Li sobre o seu fascínio por Los Encuentros de Pamplona e como o marcaram. Pensa que ainda há espaço e tempo para este tipo de encontros? Continuarão a ter o mesmo impacto numa sociedade mais interessada em recorrer ao franchising e replicar formas preexistentes? 

Certamente que é sempre o momento para abrir espaço para a liberdade de expressão, a experimentação pública, a livre criação artística, sem complexos, preconceitos nem amarradas a nenhum estilo. Dito isto, em que acredito profundamente, a realidade dos humanos nesta primeira parte do século XXI leva-nos a olhar com dor a repressão, a estandardização, a vulgarização e o distanciamento face às atitudes de criação livres.



Fala também sobre os marcianos. Poderemos inclui-lo neste grupo, não? Qual a explicação para ainda hoje se considerar estranho este tipo de música? Incapacidade para pensar e sentir de forma diferente? Uma crescente intolerância para o que não é imediatamente perceptível?

Como já referia, respondendo à pergunta anterior, a crescente intolerância de que falas é absolutamente real. O facto de se valorizar a experimentação ainda que fracasse, leva-me, não sem uma certa dor, a essa condição de marciano, no que se refere a alguém que não se entende ou não se sabe o que é: um ser estranho.

Os processos de se fazer música alteraram-se muito desde o seu início com alfaces e frigideiras. Quais foram as mudanças mais drásticas desde esses momentos iniciáticos? O que se deve manter inalterado e sobre os quais se deve desenhar linhas vermelhas de protecção?

Realmente essa curiosidade profunda, esse interesse pelo timbre como essência fundamental da música e do sonoro, permaneceu inalterado ao longo dos anos, mudando de técnicas, utensílios, processos, inclusivamente e muito possivelmente de estilos. Mas continua a ser para mim fundamental a necessidade de experimentar a procura perpétua de sonoridades em bucas de esse estado a que eu chamo de engravidez, e que passa por ser a escuta livre e gasosa do mundo a ressoar.

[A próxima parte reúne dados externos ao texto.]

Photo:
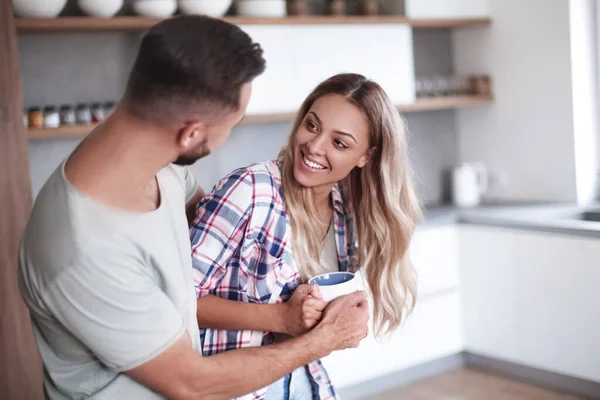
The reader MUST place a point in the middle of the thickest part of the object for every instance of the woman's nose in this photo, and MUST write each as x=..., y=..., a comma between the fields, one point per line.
x=317, y=145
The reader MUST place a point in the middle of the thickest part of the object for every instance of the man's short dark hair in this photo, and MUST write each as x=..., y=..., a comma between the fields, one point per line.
x=191, y=65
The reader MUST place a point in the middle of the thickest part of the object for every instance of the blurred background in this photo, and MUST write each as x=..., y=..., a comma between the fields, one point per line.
x=500, y=103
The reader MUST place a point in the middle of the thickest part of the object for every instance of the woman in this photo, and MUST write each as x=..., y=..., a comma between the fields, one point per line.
x=340, y=198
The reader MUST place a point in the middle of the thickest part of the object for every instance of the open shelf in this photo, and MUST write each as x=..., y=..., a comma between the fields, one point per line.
x=134, y=23
x=426, y=104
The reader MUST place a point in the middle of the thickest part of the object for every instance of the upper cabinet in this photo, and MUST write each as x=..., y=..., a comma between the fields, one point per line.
x=301, y=57
x=447, y=8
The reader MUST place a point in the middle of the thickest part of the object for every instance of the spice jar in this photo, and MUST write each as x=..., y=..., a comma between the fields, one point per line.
x=98, y=114
x=109, y=108
x=51, y=118
x=83, y=114
x=67, y=115
x=36, y=118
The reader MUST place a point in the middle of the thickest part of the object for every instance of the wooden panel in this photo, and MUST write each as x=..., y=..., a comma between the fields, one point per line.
x=445, y=103
x=90, y=24
x=469, y=384
x=20, y=366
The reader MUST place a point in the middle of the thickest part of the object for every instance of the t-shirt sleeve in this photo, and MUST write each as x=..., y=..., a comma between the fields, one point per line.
x=116, y=309
x=191, y=184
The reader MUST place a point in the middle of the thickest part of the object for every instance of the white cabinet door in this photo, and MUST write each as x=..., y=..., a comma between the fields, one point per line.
x=434, y=254
x=299, y=57
x=447, y=8
x=558, y=288
x=274, y=90
x=382, y=53
x=488, y=285
x=431, y=332
x=434, y=329
x=532, y=298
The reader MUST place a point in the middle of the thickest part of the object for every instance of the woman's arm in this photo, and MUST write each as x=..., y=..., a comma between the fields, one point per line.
x=300, y=314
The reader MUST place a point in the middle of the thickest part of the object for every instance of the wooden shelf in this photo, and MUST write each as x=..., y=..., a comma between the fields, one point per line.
x=445, y=103
x=91, y=24
x=426, y=104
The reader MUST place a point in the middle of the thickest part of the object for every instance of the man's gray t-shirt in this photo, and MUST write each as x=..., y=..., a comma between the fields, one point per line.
x=107, y=289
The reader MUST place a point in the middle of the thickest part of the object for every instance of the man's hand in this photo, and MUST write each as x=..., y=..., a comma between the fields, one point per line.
x=303, y=310
x=344, y=324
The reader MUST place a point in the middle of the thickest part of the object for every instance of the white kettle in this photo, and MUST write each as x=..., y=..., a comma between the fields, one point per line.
x=469, y=183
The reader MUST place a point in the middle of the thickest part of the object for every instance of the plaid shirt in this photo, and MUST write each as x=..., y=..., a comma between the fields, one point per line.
x=241, y=250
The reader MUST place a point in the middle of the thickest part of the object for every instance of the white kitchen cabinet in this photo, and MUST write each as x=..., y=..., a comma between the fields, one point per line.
x=274, y=90
x=434, y=253
x=558, y=287
x=321, y=51
x=434, y=329
x=447, y=8
x=532, y=298
x=431, y=332
x=299, y=57
x=488, y=286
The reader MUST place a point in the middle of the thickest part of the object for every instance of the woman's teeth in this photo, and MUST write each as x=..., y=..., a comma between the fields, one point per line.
x=313, y=165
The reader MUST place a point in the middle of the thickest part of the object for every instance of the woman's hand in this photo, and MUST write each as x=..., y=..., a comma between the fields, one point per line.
x=303, y=310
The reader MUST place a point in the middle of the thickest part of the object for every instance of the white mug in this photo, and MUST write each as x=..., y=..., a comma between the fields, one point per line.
x=335, y=284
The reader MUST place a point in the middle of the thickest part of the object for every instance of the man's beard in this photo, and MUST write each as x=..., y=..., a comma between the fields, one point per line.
x=194, y=155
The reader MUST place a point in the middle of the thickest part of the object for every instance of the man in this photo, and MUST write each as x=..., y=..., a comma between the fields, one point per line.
x=105, y=264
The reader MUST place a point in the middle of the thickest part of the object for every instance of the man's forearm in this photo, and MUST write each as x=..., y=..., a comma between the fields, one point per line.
x=243, y=371
x=217, y=313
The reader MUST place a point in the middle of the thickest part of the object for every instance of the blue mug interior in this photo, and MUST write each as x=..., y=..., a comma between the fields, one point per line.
x=335, y=278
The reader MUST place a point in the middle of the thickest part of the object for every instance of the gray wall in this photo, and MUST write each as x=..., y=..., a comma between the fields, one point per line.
x=71, y=68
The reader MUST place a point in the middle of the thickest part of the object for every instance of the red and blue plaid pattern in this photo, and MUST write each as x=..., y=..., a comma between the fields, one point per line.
x=241, y=250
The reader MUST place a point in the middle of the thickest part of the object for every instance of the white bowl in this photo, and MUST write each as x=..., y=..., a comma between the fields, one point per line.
x=100, y=8
x=211, y=8
x=155, y=8
x=38, y=8
x=261, y=8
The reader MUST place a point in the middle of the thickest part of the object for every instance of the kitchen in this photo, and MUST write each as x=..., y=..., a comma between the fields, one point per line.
x=505, y=285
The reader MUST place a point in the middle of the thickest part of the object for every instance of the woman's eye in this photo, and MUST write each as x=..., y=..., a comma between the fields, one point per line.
x=340, y=144
x=311, y=126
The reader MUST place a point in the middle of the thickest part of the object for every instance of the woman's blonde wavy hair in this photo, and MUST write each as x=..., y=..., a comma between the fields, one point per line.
x=380, y=196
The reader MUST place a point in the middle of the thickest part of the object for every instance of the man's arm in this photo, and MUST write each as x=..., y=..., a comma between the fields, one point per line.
x=180, y=373
x=294, y=317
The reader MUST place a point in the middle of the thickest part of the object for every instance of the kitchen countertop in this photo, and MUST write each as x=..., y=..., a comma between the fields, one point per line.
x=545, y=217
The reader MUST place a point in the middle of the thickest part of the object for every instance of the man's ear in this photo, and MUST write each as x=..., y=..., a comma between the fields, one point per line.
x=366, y=158
x=191, y=134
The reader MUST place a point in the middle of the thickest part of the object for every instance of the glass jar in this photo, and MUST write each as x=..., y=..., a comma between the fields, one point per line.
x=109, y=108
x=67, y=115
x=98, y=114
x=83, y=114
x=36, y=118
x=51, y=118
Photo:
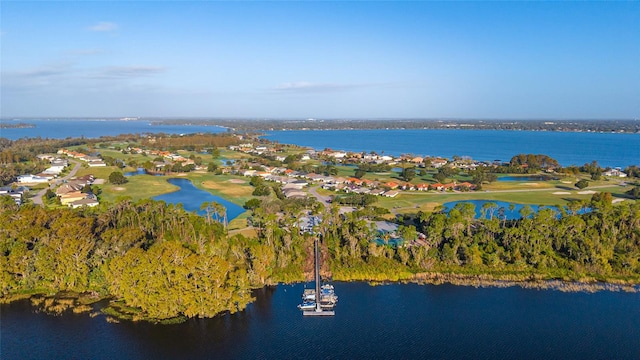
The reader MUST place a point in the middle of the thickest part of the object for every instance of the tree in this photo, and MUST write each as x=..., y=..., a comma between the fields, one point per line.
x=440, y=177
x=252, y=204
x=117, y=178
x=634, y=193
x=582, y=184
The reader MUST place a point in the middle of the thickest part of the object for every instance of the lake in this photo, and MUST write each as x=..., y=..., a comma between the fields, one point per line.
x=192, y=198
x=569, y=148
x=399, y=321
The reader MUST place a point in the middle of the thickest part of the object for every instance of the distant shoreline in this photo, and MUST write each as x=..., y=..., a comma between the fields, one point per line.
x=623, y=126
x=615, y=126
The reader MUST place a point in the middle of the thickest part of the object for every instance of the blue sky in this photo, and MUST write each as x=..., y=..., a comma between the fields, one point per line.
x=346, y=59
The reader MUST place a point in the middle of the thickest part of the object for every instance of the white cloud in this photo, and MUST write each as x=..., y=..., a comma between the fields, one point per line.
x=104, y=26
x=130, y=71
x=305, y=86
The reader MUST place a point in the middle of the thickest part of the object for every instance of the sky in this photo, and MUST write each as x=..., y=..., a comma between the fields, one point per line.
x=320, y=59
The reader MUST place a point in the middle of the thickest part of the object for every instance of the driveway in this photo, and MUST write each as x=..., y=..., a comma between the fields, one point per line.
x=38, y=198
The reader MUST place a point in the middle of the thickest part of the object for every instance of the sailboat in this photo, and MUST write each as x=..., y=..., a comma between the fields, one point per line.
x=321, y=300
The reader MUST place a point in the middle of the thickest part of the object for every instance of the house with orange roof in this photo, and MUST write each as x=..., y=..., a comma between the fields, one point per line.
x=391, y=185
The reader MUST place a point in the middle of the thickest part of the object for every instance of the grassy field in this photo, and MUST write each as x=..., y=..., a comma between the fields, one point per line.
x=237, y=189
x=550, y=195
x=233, y=188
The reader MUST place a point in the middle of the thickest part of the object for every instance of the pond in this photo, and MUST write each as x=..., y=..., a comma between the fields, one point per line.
x=507, y=210
x=192, y=198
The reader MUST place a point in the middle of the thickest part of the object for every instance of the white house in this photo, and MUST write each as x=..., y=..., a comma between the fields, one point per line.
x=28, y=178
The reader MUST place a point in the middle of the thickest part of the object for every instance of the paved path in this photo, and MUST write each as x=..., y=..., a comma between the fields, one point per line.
x=38, y=198
x=321, y=198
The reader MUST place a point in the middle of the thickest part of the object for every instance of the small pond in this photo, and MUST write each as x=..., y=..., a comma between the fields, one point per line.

Considera-se um melómano. Que discos aconselharia a alguém que esteja a começar a fazer música e porquê?

O que realmente aconselharia seria alimentar a curiosidade, abraçar, ainda que por momentos, o distinto.

Sempre manteve uma relação estreita com artistas plásticos e de outras formas de expressão artística. O que procura nas outras artes e como as cruza com o seu trabalho como músico e produtor?

Os processos sinestésicos, em geral, são ideais com poucas certezas. O meu interesse por outras manifestações artísticas é profundo; é sempre enriquecedor descobrir o porquê de outras razões e as minhas tentativas de se inter-relacionar com as artes partem do prazer do outro e da minha tentativa de traduzir esse prazer sentido e expressá-lo em material sonoro.

Faltar-nos-á sempre a rua. Em tempos de confinamento, faltou-nos muito. Como podemos continuar a reivindicar a rua? Como podemos continuar a exigir que nos escutem? Voltando a dar concertos com ensembles em pequenas aldeias? Ou isto soa a anacronismo?

A partir da minha perspectiva como pessoa adulta, recolhida no seu estúdio e claramente decidida a dedicar o seu tempo à “solidão’” falar da necessidade da rua não é fácil, mas entendo a rua como um espaço para a expressão pessoal e, nesse sentido, sim, é verdade que estamos a correr o risco de que esses processos resultem anacrónicos. Tudo empurra para que nos manifestemos dentro da nossa torre de cristal, outorgando os nossos likes à esquerda e à direita e assumindo, desde a imobilidade, a corrente das ondas sem saber muito bem onde nos levam e convertendo-nos assim em autênticos títeres. A rua faz-nos falta como espaço de comunicação sonora.

Ainda continua a seguir os caminhos mais difíceis? É uma fobia à normalização? Como não se pode entrar neste processo?

Durante muitos anos pude manter a minha independência graças ao meu trabalho de produtor, que alimentava a minha família e desgastava os detractores dos caminhos independentes. Tenho de afirmar, com honestidade, que não sou eu quem tenta sair da normalidade, é exactamente o contrário – eu sinto-me muito normal.